Which Nursing school do you recommend?

Published

Hi everyone

I'm accepted to Nipissing SPP (24m), Trent Compressed (28m), and Dalhousie advanced standing (24m) in Yarmouth. Which one do you think I should pick?

I have mixed feelings about Nipissing SPP. It's all self-learning and no actual lectures. They have a pass or fail final at the end of the semester and that's it. The graduation rate is 95% and the employment rates are good! I do like the fact that they have partnerships with world-class hospitals like sick children in Toronto. The website provides little information and I don't even know if they have decent labs or any labs at all. When I google the faculty a building called Trinity shows up... No one at the main Nipissing campus seems to know anything about SPP. If you are in this program please tell me about your experience.

As for Trent, I love the atmosphere and their mission. It's one semester longer than the other two which isn't a huge deal. However, their graduation rate is only 80.7%. Is it generally harder to study at Trent? I don't mind but I just don't want to deal with *** classes where the prof doesn't do much, it's unorganized and it's all up to the students to make up for it.

Dalhousie has a better reputation than the other two programs but Yarmouth is a very tiny town and I don't know if having a placement in Yarmouth general hospital will close as many doors as say Toronto's general hospital for me.

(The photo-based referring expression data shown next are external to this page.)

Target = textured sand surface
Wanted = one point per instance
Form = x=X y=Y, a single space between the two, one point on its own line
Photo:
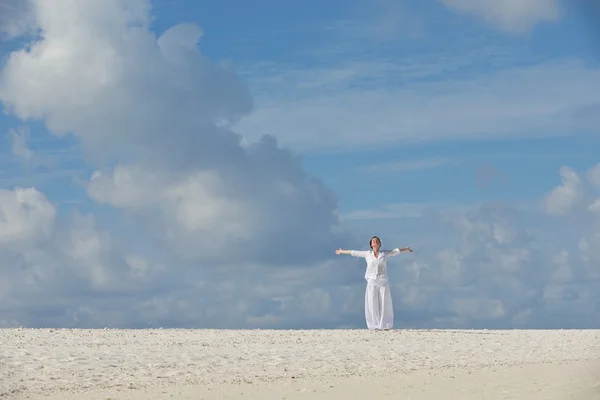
x=319 y=364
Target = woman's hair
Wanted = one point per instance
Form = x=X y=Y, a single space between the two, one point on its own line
x=371 y=241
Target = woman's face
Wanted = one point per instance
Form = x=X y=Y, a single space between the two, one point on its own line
x=375 y=243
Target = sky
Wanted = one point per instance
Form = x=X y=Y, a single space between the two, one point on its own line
x=195 y=164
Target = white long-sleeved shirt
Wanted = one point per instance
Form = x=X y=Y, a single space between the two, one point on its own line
x=376 y=266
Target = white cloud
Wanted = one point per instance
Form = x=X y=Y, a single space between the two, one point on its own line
x=512 y=16
x=197 y=210
x=26 y=215
x=161 y=122
x=16 y=17
x=19 y=145
x=190 y=227
x=412 y=165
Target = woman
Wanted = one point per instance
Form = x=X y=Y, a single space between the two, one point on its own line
x=379 y=311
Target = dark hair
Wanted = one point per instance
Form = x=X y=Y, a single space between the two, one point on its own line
x=371 y=240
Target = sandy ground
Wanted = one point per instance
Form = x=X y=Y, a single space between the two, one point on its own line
x=314 y=364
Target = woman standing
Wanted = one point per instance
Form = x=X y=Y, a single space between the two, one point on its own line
x=379 y=311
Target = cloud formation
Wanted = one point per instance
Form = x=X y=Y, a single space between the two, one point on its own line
x=153 y=115
x=510 y=16
x=191 y=224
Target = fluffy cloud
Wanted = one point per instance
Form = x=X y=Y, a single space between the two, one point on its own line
x=16 y=17
x=193 y=226
x=514 y=16
x=161 y=108
x=209 y=211
x=502 y=264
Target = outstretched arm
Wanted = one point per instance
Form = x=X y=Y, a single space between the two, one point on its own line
x=397 y=251
x=354 y=253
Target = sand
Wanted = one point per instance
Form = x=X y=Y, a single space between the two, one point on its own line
x=313 y=364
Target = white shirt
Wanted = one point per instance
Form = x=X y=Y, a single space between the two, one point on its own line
x=376 y=266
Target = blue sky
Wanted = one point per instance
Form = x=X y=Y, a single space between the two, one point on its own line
x=465 y=129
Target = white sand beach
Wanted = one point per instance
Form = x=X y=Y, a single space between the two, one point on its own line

Thanks, I really appreciate it!

I can’t comment on the quality of the programs as I’m just entering nursing next year. But I can comment on Dal/Yarmouth. I attended Dal (in Halifax, not for nursing) and it is a fantastic school. However. Yarmouth is not Halifax. I’m not sure where you’re from, but Yarmouth is a very, very small town and it’s literally at the tip of Nova Scotia. It’s a beautiful place but it will be very isolated (you’re about 3 hours from Halifax proper; about 3.5 from the airport). From the looks of it you might not need a car to live and work at the hospital but you will need one to get anywhere else in Nova Scotia from Yarmouth. As well there has been a lot of news about Yarmouth Hospital lately. They have lost several anesthesiologists and some women have been told that they won’t be delivering babies there past May of this year (CBC did a story on this a few weeks ago). I’m not sure how Yarmouth hospital has been affected, but ER closures in rural Nova Scotia are routine. Also anything major (complicated cases, some cancer treatments, major traumas, etc.) all get airlifted to Halifax so you probably wouldn't get much of those types of experiences. My point is, I’m not sure how this will affect clinicals and your actual experience there for future job applications. That being said, my sister did rural ER nursing elsewhere in Nova Scotia for several years and loved it. I’m not trying to dissuade you from Dal/Yarmouth or say that people there aren’t getting a good experience (hopefully someone who is studying there can chime in), I’m just relaying my experience as a native Nova Scotian and what I have personally seen from the patient side of things for me and my family. I love Nova Scotia and would absolutely recommend it as a place to live, the people there are the best, you just have to know that you’re not going to have all the amenities of say downtown Toronto or even a larger city in southern Ontario if you move there ?

Thank you so much for your comment.

Check what hospitals/health care facilities are within the city the next city that the school is in. Generally you'll be doing clinicals in those hospitals.